J Gen Physiol. 2011 Mar;137(3):299-314. Epub 2011 Feb 14., [PMID:21321069]
Abstract [show]
Functional integrity of pancreatic adenosine triphosphate (ATP)-sensitive potassium (K(ATP)) channels depends on the interactions between the pore-forming potassium channel subunit Kir6.2 and the regulatory subunit sulfonylurea receptor 1 (SUR1). Previous studies have shown that the N-terminal transmembrane domain of SUR1 (TMD0) interacts with Kir6.2 and is sufficient to confer high intrinsic open probability (P(o)) and bursting patterns of activity observed in full-length K(ATP) channels. However, the nature of TMD0-Kir6.2 interactions that underlie gating modulation is not well understood.
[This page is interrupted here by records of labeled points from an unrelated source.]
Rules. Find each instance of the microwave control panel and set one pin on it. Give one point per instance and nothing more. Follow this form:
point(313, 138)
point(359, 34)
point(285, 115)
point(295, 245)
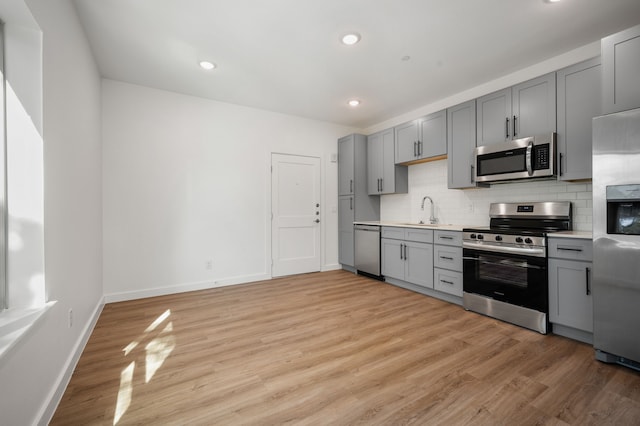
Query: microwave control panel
point(541, 157)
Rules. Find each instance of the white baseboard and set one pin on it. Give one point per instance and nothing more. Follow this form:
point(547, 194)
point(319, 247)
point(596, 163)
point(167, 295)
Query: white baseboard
point(331, 267)
point(182, 288)
point(65, 375)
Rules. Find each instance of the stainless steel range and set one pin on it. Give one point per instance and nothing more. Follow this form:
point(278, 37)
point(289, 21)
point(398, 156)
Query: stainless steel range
point(505, 265)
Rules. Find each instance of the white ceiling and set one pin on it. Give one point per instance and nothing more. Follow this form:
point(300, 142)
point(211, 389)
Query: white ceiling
point(285, 55)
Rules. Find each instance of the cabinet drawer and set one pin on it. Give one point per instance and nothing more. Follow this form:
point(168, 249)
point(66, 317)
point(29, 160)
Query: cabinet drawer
point(448, 281)
point(449, 238)
point(571, 248)
point(419, 235)
point(392, 232)
point(447, 257)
Using two previously described disease-causing mutations in TMD0 (R74W and E128K), we performed amino acid substitutions to study the structural roles of these residues in K(ATP) channel function in the context of full-length SUR1 as well as TMD0. Our results revealed that although R74W and E128K in full-length SUR1 both decrease surface channel expression and reduce channel sensitivity to ATP inhibition, they arrive there via distinct mechanisms. Mutation of R74 uniformly reduced TMD0 protein levels, suggesting that R74 is necessary for stability of TMD0. In contrast, E128 mutations retained TMD0 protein levels but reduced functional coupling between TMD0 and Kir6.2 in mini-K(ATP) channels formed by TMD0 and Kir6.2. Importantly, E128K full-length channels, despite having a greatly reduced P(o), exhibit little response to phosphatidylinositol 4,5-bisphosphate (PIP(2)) stimulation. This is reminiscent of Kir6.2 channel behavior in the absence of SUR1 and suggests that TMD0 controls Kir6.2 gating by modulating Kir6.2 interactions with PIP(2). Further supporting this notion, the E128W mutation in full-length channels resulted in channel inactivation that was prevented or reversed by exogenous PIP(2). These results identify a critical determinant in TMD0 that controls Kir6.2 gating by controlling channel sensitivity to PIP(2). Moreover, they uncover a novel mechanism of K(ATP) channel inactivation involving aberrant functional coupling between SUR1 and Kir6.2.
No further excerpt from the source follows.